Ao longo de décadas de disputa pela alma da Ucrânia, dividida entre o Ocidente e a vizinha Rússia, Yulia Tymoshenko tornou-se sinónimo da viragem do seu país para a NATO e a Europa. Esta antiga prisioneira política encabeçou a Revolução Laranja, em 2004, após o seu então aliado Viktor Yushchenko ser envenenado, conseguindo dar um golpe na governação de Viktor Yanukovych e nos planos de Vladimir Putin para aumentar a influência nesta antiga república soviética. Em tempos apelidada de ‘princesa Leia ucraniana’, pelo seu icónico penteado, Tymoshenko tornar-se-ia primeira-ministra, tendo dois mandatos marcados por profunda instabilidade política. À frente do partido União Pan-Ucraniana ‘Pátria’, Tymoskenko seria um dos principais adversários eleitorais de Volodomyr Zelensky. Contudo, hoje, com uma invasão em curso, «na prática, já não existe política na Ucrânia», diz, garantindo total apoio ao seu antigo rival, «perante esta ameaça existencial de perdermos a nossa independência». E assegura que não há fim para a guerra que não uma vitória da Ucrânia no campo de batalha, recusando ceder qualquer território. Vê o conflito como um confronto entre o Ocidente e uma «coligação-sombra» liderada por Putin, e visa que «os vencedores desta guerra serão os criadores de uma nova ordem mundial».

 

Tem a distinção de ter sido uma das maiores pedras no sapato de Vladimir Putin durante anos. Enquanto esteve no Governo, alguma vez temeu que algo assim pudesse acontecer? Alguma vez pensou que Putin pudesse de facto invadir a Ucrânia?
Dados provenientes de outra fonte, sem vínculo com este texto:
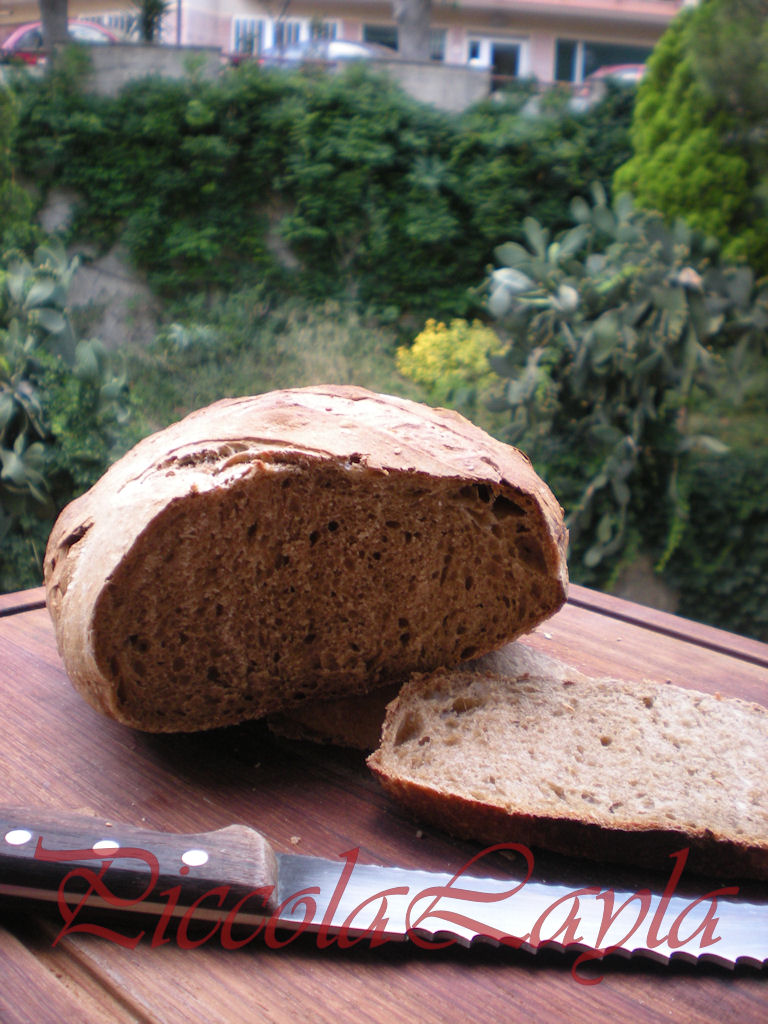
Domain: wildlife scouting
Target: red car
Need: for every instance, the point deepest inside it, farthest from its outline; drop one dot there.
(26, 42)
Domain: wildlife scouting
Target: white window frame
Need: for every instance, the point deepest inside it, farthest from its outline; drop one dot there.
(485, 44)
(268, 30)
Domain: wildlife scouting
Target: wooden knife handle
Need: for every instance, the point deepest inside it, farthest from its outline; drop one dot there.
(65, 857)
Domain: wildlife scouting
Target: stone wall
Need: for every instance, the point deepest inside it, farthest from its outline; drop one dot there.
(115, 66)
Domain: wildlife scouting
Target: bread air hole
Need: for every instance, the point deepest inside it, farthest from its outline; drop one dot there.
(409, 728)
(465, 702)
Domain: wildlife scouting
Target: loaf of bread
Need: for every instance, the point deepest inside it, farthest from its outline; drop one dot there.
(604, 769)
(303, 543)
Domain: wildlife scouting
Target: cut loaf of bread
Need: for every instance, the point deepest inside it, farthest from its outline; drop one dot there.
(598, 768)
(302, 543)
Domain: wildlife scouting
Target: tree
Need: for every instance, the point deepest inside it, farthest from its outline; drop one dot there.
(54, 15)
(150, 18)
(698, 132)
(413, 17)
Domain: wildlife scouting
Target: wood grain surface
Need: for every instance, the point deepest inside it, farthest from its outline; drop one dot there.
(56, 754)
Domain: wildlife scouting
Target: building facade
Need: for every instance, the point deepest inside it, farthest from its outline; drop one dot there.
(548, 40)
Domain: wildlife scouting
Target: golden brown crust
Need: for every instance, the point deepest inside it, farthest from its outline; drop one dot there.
(216, 451)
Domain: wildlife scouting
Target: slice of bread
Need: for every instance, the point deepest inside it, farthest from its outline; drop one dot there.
(598, 768)
(314, 542)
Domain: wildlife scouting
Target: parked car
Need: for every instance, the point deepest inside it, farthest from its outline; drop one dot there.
(325, 51)
(26, 42)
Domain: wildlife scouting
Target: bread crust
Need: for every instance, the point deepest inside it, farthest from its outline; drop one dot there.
(213, 452)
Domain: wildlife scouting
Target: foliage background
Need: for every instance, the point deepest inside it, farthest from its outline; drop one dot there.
(304, 227)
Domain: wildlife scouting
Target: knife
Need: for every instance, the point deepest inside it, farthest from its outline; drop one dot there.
(230, 888)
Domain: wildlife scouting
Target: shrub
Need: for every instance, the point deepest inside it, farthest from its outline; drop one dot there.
(619, 327)
(721, 565)
(698, 127)
(322, 185)
(61, 410)
(451, 363)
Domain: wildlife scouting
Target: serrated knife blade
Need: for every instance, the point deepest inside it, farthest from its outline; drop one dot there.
(232, 888)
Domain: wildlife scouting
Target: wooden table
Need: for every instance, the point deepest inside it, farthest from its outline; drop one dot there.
(57, 754)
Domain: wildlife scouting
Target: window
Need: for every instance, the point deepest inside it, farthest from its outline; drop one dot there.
(248, 35)
(287, 34)
(437, 44)
(322, 30)
(574, 59)
(383, 35)
(505, 57)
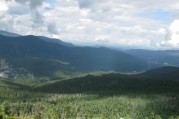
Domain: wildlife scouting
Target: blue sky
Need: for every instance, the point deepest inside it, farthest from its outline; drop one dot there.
(130, 23)
(52, 1)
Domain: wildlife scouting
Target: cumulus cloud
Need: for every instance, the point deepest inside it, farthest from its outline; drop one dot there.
(106, 22)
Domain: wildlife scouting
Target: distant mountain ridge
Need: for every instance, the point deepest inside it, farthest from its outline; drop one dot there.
(29, 52)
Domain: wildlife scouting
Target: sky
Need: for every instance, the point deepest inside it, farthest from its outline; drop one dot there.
(118, 23)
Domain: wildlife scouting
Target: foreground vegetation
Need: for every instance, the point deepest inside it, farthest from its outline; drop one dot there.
(110, 96)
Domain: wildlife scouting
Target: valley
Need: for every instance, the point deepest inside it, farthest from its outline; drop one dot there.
(42, 78)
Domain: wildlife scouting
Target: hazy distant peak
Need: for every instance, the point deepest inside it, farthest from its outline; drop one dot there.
(8, 34)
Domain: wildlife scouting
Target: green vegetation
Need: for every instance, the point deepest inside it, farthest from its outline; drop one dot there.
(104, 96)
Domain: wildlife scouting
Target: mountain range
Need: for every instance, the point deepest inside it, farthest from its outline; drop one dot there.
(39, 56)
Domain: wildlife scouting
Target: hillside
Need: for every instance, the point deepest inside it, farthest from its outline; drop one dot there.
(158, 81)
(43, 58)
(106, 96)
(157, 58)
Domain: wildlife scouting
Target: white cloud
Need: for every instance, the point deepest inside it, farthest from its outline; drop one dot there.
(174, 28)
(107, 22)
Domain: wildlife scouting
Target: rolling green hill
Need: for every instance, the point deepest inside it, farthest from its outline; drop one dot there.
(43, 58)
(96, 97)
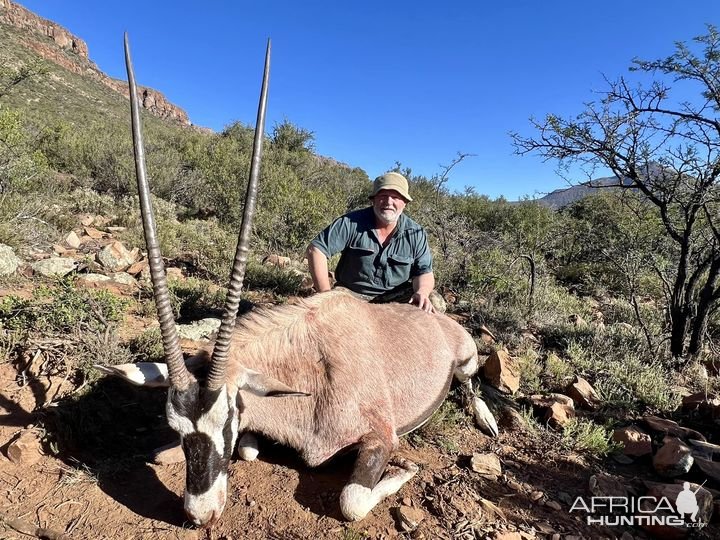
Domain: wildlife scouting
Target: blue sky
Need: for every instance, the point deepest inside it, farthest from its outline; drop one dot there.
(386, 81)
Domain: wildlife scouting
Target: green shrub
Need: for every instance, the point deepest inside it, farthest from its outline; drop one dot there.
(61, 308)
(585, 435)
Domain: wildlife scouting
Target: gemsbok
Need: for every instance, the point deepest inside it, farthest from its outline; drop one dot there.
(328, 374)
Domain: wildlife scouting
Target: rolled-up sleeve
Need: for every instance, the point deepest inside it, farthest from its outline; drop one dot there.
(423, 257)
(334, 238)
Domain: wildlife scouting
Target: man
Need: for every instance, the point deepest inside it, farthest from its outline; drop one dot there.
(384, 253)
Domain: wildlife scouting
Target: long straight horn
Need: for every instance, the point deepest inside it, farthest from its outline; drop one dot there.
(222, 344)
(179, 374)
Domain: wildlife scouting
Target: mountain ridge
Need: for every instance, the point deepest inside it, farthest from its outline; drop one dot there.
(56, 44)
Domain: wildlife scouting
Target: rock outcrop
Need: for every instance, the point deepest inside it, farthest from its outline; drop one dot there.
(71, 53)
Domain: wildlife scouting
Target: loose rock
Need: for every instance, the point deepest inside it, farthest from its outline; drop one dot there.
(409, 517)
(487, 465)
(115, 257)
(635, 441)
(9, 262)
(673, 459)
(583, 394)
(54, 267)
(25, 450)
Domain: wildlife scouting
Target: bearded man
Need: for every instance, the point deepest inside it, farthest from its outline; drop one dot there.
(384, 254)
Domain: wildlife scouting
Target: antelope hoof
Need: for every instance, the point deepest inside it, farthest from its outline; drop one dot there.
(483, 417)
(248, 447)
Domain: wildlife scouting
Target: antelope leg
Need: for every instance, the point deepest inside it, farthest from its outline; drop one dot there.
(170, 453)
(364, 491)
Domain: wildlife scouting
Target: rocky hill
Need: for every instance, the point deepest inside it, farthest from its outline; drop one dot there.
(55, 44)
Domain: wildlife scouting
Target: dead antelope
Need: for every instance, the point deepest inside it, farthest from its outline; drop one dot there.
(345, 374)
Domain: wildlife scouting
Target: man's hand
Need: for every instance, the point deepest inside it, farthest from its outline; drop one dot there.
(422, 301)
(423, 286)
(317, 264)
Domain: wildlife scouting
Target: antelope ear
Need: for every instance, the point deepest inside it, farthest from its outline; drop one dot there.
(149, 374)
(262, 385)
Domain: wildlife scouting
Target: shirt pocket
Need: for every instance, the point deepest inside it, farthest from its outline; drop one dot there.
(398, 269)
(361, 261)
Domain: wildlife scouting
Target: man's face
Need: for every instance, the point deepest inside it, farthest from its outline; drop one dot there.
(388, 204)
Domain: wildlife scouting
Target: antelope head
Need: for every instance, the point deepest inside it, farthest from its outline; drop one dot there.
(204, 414)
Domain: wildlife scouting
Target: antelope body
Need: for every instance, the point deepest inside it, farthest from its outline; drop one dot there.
(324, 375)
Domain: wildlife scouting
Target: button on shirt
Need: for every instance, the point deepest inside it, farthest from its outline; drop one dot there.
(366, 266)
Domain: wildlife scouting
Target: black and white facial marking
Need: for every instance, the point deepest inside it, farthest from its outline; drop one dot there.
(207, 422)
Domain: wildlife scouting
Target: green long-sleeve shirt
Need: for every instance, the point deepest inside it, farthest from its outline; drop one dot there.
(366, 266)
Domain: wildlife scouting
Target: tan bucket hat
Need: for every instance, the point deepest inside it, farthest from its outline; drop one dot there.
(394, 181)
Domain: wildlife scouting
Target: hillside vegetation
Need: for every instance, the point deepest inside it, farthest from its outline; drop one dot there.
(592, 290)
(67, 151)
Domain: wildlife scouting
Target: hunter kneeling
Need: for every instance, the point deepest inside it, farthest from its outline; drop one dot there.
(385, 255)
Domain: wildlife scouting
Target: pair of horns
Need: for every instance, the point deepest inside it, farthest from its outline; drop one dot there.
(179, 375)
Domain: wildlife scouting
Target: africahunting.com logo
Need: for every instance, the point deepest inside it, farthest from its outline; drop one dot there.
(612, 511)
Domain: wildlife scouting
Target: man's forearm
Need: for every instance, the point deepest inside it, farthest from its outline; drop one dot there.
(424, 283)
(317, 264)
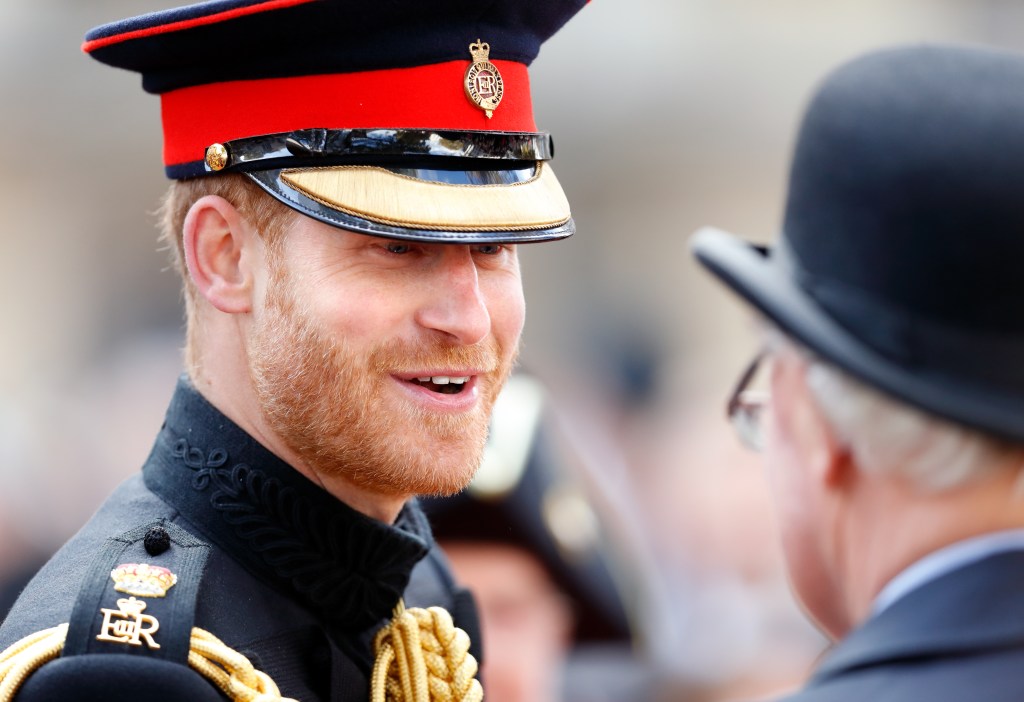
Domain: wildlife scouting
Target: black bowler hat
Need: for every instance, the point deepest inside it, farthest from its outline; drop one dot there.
(404, 119)
(901, 257)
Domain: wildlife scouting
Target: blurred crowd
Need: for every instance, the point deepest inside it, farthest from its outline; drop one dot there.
(668, 116)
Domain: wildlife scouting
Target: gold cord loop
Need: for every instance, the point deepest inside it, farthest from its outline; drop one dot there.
(225, 667)
(422, 656)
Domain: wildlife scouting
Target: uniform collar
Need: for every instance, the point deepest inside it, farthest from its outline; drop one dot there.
(346, 567)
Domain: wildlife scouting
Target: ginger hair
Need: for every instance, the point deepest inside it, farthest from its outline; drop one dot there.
(265, 214)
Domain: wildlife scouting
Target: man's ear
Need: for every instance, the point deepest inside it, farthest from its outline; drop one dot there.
(825, 453)
(219, 249)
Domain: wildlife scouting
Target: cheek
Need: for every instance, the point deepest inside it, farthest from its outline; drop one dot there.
(507, 308)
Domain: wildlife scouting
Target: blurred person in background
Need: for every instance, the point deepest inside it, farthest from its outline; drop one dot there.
(892, 428)
(550, 581)
(350, 185)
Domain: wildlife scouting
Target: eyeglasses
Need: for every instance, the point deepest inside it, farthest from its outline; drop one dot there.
(747, 407)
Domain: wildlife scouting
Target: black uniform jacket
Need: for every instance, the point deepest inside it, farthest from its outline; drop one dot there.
(958, 638)
(265, 561)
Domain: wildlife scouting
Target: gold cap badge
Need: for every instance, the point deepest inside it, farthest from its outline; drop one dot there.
(216, 157)
(483, 82)
(142, 579)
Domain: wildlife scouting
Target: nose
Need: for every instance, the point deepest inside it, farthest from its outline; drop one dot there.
(455, 305)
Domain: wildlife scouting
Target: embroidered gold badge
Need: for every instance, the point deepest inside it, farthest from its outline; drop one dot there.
(142, 579)
(483, 82)
(128, 625)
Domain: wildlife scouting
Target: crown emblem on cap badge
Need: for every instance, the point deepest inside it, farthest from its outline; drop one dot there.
(142, 579)
(483, 82)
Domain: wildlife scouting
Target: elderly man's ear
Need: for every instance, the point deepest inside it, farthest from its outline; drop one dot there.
(221, 252)
(824, 453)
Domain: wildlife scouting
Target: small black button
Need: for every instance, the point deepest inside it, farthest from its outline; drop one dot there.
(157, 540)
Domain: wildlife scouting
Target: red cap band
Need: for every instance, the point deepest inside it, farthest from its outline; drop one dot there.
(421, 97)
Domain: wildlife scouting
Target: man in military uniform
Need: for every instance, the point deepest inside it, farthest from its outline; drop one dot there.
(351, 180)
(893, 429)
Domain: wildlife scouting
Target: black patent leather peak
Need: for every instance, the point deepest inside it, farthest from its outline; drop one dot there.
(338, 146)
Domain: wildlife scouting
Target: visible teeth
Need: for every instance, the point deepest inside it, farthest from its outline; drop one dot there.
(443, 380)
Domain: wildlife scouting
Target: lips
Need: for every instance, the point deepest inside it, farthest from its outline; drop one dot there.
(445, 385)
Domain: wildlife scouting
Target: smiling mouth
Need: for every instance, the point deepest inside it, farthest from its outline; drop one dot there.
(444, 385)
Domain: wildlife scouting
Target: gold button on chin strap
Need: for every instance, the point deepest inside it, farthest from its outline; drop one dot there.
(422, 656)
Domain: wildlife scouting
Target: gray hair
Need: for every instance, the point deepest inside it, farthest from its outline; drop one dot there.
(887, 436)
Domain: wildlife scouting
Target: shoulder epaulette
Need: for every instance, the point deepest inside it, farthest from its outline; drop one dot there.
(132, 634)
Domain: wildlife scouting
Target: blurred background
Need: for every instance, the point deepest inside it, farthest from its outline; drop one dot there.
(668, 115)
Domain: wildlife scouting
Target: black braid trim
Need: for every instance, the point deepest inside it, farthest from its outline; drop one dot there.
(350, 569)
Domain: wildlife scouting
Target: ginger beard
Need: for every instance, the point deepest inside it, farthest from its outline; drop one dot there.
(328, 402)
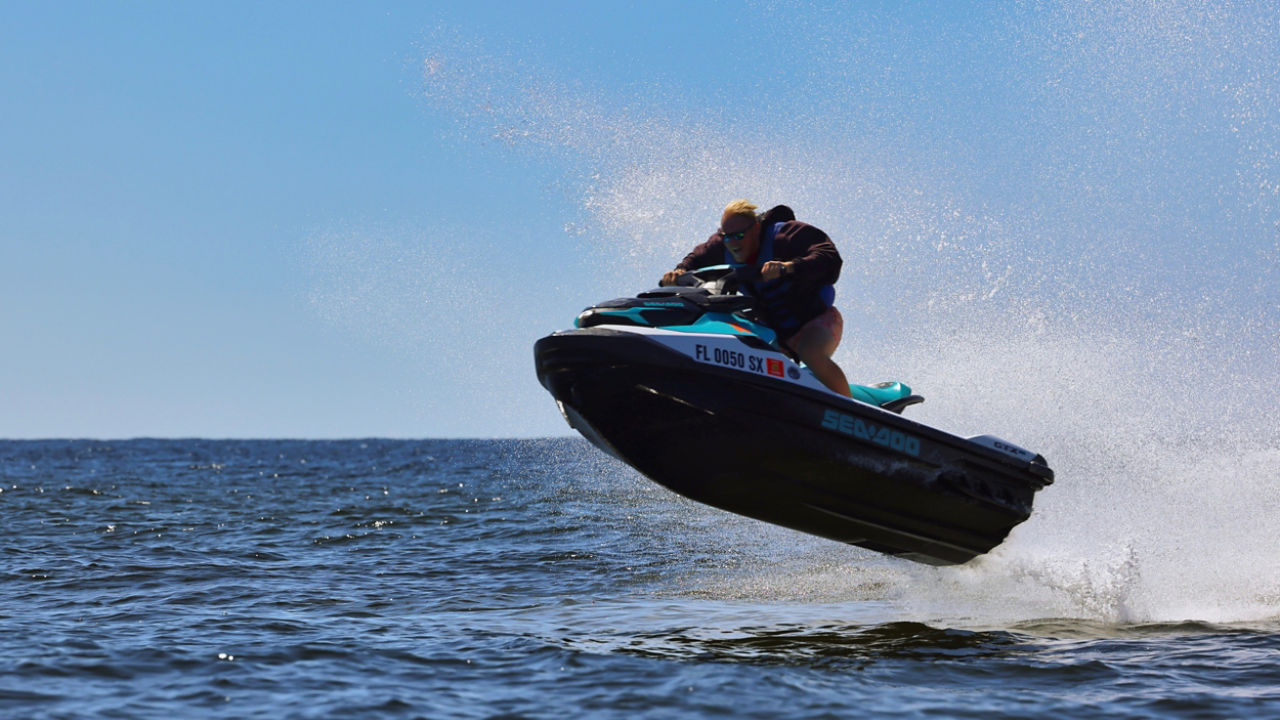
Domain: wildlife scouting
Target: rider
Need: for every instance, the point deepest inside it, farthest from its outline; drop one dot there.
(789, 268)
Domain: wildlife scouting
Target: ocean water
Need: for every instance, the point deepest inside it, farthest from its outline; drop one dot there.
(155, 578)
Claro que estava consciente do carácter agressivo de Putin e das suas enormes ambições. Bem como do seu sentido de missão quanto à renovação do império russo. Mas nunca, nunca, pensei que Putin faria uma tal agressão, numa guerra a tão grande escala contra a Ucrânia, mesmo na altura em que ele interveio e cometeu um ato de agressão contra a Geórgia, em 2008. Mas o mesmo pensaram muitos líderes europeus e mundiais, que não esperavam isto de Putin, de todo. Mas temos de aprender com isso. E agora noto que alguns líderes ainda não acreditam que esta guerra, que está relativamente longe dos seus próprios países, possa um dia chegar às suas fronteiras. As lições que estamos dolorosamente a aprender deveriam ser tidas em conta. E a conclusão é que, a não ser que esta guerra seja travada na Ucrânia, chegará à fronteira de países muito distantes. Ainda recentemente escrevi um artigo sobre isso, sobre o que esperávamos em 2008 ou em 2014, quando a Rússia anexou a Crimeia e o Donbass. Essa teria sido a altura certa para o mundo começar a reformar sistemas de segurança coletiva e organizações internacionais, que não teriam permitido que nenhum líder autoritário cometesse uma agressão como fez Putin. Desperdiçámos tempo, o Ocidente desperdiçou tempo. Como tal, é uma responsabilidade dos atuais líderes não repetirem outra vez o mesmo erro.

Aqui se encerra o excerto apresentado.